IPSJ-TS     Information Processing Society of Japan    Trial Standard

IPSJ-TS 0005:2002

Basic Subset of Coded Character Sets (BUCS)

Publication of the Version 1.0E(this version) 2002-03-29
Publication of the Version 1.xE --
Publication of the Version 1.yE --

Errata --
Please send comments about this document to TS desk, IPSJ/ITSCJ

Copyright ©2002 IPSJ/ITSCJ, All Right Reserved.

The normative version of the specification is the Japanese version found at the ITSCJ web.

Table of contents

1. Scope
2. Normative References
3. Definitions
4. Criterion
5. Listing of BUCS
6. Basic Subset
Annex 1. Bibliography


This document has been reviewed and endorsed by the IPSJ/ITSCJ technical committee. The authors of this document are the members of Working Group Five of IPSJ/ITSCJ TS Committee. They have developed this document being based on the activity (http://www.u-gakugei.ac.jp/~chinese) on Basic Unified Character Set taken by Tokyo Gakugei University.

1. Scope

This document specifies the Basic Subset of Coded Character Sets (BUCS), which consists of the Kanji characters with a high degree of functional importance. The characters have been extracted out of some National and Regional Standards/Specifications of coded character sets in accordance with a certain criterion and listed with their representative character shapes. BUCS is essentially a sub-repertoire of ISO/IEC 10646-1:2000.

2. Normative References

The following documents contain provisions which, through reference in this text, constitutes of this Trial Standard.

ISO/IEC 10646-1:2000 Information technology — Universal Multiple-Octet Coded Character Set (UCS) — Part 1: Architecture and Basic Multilingual Plane

3. Definitions

3.1 degree of functional importance

Priority according to the frequency and applicability of a character in the language description environment.

3.2 representative character shape, alternative character shape

A representative character shape is the shape with which a character is most typically rendered.

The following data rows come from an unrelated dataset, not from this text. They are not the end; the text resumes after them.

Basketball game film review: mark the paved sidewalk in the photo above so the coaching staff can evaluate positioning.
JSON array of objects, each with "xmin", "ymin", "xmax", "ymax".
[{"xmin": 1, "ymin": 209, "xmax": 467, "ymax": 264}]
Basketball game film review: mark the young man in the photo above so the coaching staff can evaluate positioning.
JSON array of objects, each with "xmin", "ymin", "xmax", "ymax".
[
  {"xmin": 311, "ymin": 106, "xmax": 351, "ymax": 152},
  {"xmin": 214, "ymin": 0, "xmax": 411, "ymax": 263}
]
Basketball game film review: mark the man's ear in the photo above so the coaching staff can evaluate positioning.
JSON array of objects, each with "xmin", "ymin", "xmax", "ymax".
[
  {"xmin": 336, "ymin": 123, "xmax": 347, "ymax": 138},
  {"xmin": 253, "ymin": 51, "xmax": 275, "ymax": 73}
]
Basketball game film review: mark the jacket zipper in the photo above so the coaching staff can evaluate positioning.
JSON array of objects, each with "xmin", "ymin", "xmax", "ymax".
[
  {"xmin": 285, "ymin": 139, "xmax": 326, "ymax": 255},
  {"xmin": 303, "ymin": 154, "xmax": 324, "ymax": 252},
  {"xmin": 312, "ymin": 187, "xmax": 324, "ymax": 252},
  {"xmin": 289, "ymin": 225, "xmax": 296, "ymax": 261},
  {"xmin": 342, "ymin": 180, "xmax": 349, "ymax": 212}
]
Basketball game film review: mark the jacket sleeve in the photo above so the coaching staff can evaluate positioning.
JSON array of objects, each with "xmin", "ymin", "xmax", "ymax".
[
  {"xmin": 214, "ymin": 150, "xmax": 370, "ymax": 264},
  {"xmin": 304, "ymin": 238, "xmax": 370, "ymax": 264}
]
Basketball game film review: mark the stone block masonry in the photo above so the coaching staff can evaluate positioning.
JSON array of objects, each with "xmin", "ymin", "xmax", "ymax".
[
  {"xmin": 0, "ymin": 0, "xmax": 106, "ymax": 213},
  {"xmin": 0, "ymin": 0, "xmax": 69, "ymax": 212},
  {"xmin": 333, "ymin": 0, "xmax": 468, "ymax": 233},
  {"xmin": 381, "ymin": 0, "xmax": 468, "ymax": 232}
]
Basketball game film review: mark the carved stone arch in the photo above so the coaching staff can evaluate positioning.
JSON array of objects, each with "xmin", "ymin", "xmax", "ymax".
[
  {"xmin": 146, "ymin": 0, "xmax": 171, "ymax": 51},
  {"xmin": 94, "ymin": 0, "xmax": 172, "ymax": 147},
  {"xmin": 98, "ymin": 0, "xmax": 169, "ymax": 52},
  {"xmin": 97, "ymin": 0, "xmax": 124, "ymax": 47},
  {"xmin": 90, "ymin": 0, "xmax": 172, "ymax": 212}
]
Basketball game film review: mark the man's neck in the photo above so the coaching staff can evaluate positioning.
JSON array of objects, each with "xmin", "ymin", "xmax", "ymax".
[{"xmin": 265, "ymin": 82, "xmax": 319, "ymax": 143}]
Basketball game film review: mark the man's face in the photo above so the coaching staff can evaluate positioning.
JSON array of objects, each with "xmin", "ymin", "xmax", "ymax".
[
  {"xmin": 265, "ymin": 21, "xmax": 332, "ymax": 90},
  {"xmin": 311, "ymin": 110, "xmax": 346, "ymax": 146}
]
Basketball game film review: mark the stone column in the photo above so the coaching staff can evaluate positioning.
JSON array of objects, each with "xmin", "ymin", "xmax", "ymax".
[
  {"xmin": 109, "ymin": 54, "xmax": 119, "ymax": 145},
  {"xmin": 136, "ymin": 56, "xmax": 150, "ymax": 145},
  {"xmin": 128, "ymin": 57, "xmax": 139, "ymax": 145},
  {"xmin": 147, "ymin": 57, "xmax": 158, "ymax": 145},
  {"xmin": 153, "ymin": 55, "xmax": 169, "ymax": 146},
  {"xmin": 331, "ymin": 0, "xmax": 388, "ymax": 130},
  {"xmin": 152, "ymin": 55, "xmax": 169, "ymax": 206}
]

Other shapes of the character are referred to as alternative shapes. A representative character shape is sometimes depend on a country or region where the character is actually used.

4. Criterion

The Kanji characters of BUCS are defined in accordance with the following critera and procedures:

a) The 20,902 Kanji characters included in ISO/IEC 10646-1:1993 are the candidates. The Kanji characters in ISO/IEC 10646-1:2000 can be the candidates as well.

b) The Kanji characters used in Japan are extracted out of 6,355 Kanji of JIS X 0208:1997, considering their degrees of functional importance shown in the references a) through h) of Annex 1. Bibliography. Apparent wrong characters, e.g., 妛 and 袮, are removed. Wrong shapes are replaced with the corresponding correct shapes (if any) in JIS X 0221-1:2001.

c) The Kanji characters used in other countries than Japan are extracted out of the characters of ISO/IEC 10646-1:2000, referencing to h) of Annex 1. Bibliography.

5. Listing of BUCS

The BUCS contains 7,946 representative character shapes and 5,085 alternative character shapes. They are indicated with their corresponding UCS code positions.

For representative character shapes of traditional characters, the shapes of 康煕字典(Kangxi Dictionary) are employed. For representative character shapes of other characters, their country/region specific shapes are introduced.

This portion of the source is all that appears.